Rifampicin (Taizhuo Tianrui Pharmaceutical Co. Ltd., China) was chosen as a drug of interest. Oleic acid (Fluka, Seelze, Germany) was employed as an oil phase to dissolve rifampicin. Tween 80 (Fisher Scientific, Loughborough, UK) was selected as an emulsifier and ethanol 96% (Analytical grade; Merck, Darmstadt, Germany) was used as a drug co-solubilizer. Sodium chloride (Merck, Darmstadt, Germany) was used to prepare normal saline which constituted the aqueous phase. Chitosan oligosaccharide lactate (Sigma-Aldrich, St. Louis, MO) was employed as mucoadhesive, bioadhesive and targeting moiety for macrophages. Folic acid (Sigma-Aldrich, St. Louis, MO) was used as targeting ligand of macrophage. 1-(-Dimethyl aminopropyl)-3-ethylcarbodiimide) hydrochloride (EDC; Acros Organics, Morris Plains, NJ) was used as a coupling agent in conjugation of folic acid to oligochitosan. Sodium hydroxide (Merck, Darmstadt, Germany), potassium dihydrogen phosphate (Merck, Darmstadt, Germany) and l(+)-ascorbic acid (HmbG Chemicals, Hamburg, Germany) were used as solvent component, pH modifier or buffer constituent and as preservative, respectively.

Alveolar macrophages NR8383 (CRL-2192TM, ATCC®, Manassas, VA) was the cell line of interest. The cell line was cultured using Ham’s F-12 K medium (Sigma-Aldrich) enriched with fetal bovine serum (GibcoTM, Invitrogen, South America), 200 mM l-glutamine (GibcoTM Invitrogen, Brazil) and gentamicin (GibcoTM Invitrogen, China). Trypsin-EDTA 0.025% (GibcoTM Invitrogen, Canada) was used to detach cells from the flask during collection, with phosphate buffer saline (Sigma Aldrich, St. Louis, MO) as the cleaning liquid. The cells were cryopreserved in a mixture of 5% dimethyl sulfoxide and 95% Ham’s F-12 K medium containing 1% 200 mM l-glutamine, 15% fetal bovine serum and 1% gentamicin. The fluorescein isothiocynate (FITC; Acros Organics, Morris Plains, NJ) was used as tagging agent and 3-(4, 5-dimethylthiazol-2-yl)-2, 5-diphenyltetrazolium bromide (MTT; Sigma Aldrich, Hamburg, Germany) was used in assessment of cell viability.
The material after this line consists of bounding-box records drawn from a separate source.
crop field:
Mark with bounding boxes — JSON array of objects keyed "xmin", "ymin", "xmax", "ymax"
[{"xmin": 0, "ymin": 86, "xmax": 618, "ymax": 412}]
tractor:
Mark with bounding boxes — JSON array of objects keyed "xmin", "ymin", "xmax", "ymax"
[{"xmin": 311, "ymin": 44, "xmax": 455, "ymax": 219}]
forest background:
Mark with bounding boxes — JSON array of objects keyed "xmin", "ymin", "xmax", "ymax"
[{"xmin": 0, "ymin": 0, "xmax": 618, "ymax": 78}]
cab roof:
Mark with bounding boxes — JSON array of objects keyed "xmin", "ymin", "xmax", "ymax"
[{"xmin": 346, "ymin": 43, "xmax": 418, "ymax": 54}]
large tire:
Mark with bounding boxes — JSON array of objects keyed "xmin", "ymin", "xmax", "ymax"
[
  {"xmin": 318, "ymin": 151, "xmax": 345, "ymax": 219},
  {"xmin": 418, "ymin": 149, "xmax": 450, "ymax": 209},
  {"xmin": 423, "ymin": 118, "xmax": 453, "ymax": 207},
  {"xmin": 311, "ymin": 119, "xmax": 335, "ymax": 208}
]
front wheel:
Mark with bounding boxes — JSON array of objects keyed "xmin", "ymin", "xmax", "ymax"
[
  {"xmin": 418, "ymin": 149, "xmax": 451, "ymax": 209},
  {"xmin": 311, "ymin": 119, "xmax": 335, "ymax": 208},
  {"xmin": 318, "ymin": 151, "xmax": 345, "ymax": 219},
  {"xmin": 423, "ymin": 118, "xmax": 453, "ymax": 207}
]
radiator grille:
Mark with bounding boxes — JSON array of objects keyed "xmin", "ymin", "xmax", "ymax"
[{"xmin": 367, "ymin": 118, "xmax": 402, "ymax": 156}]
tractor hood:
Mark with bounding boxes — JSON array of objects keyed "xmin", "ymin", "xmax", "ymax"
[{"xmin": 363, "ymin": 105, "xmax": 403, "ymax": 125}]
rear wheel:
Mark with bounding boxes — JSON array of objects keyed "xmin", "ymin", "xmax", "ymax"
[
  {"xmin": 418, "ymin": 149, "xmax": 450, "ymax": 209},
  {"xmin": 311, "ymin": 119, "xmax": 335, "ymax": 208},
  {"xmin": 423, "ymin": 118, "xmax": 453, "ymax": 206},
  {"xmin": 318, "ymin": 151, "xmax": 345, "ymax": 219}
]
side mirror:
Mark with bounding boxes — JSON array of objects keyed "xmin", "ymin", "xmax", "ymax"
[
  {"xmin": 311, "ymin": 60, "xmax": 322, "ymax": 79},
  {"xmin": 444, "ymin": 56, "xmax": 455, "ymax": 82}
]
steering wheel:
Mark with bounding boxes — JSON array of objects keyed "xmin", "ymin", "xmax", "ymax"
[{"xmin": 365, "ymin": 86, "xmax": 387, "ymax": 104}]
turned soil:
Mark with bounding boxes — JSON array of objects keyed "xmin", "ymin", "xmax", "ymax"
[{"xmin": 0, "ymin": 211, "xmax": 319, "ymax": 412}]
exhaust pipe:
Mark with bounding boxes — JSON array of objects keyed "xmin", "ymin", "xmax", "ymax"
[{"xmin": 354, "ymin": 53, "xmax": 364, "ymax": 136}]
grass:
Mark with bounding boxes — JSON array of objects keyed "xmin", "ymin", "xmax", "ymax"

2.2. Synthesis of chitosan-folate conjugate

Synthesis of chitosan-folate conjugate was attempted according to the method reported by Li et al. (Citation2011) with slight modifications. Briefly, 0.2 g of oligochitosan was dissolved in 40 ml of de-ionized water. Both folic acid (0.04 g) and EDC (0.04 g) were dissolved in 10 ml of anhydrous dimethyl sulfoxide (Fisher Scientific, Loughborough, UK) to form a solution, which was added dropwise into freshly prepared oligochitosan solution and stirred for 24 h in the dark at 25 ± 1 °C. The resultant product was coagulated by adding 300 ml of acetone (Merck, Darmstadt, Germany) and centrifuged (PK121 R, ALC, Princeton, NJ) at 3400 rpm for 5 min. The supernatant was discarded and the solid residue was collected. The solid residue was then purified by dialysis against distilled water for 2 days using a dialysis membrane (molecular weight cutoff: 1000 Da; Spectra/Por, Spectrum laboratories, Rancho Dominguez, CA). The resultant yellow colored chitosan-folate conjugate was collected and freeze dried at –50 °C for 24 h. The freeze dried samples were kept in a desiccator until use.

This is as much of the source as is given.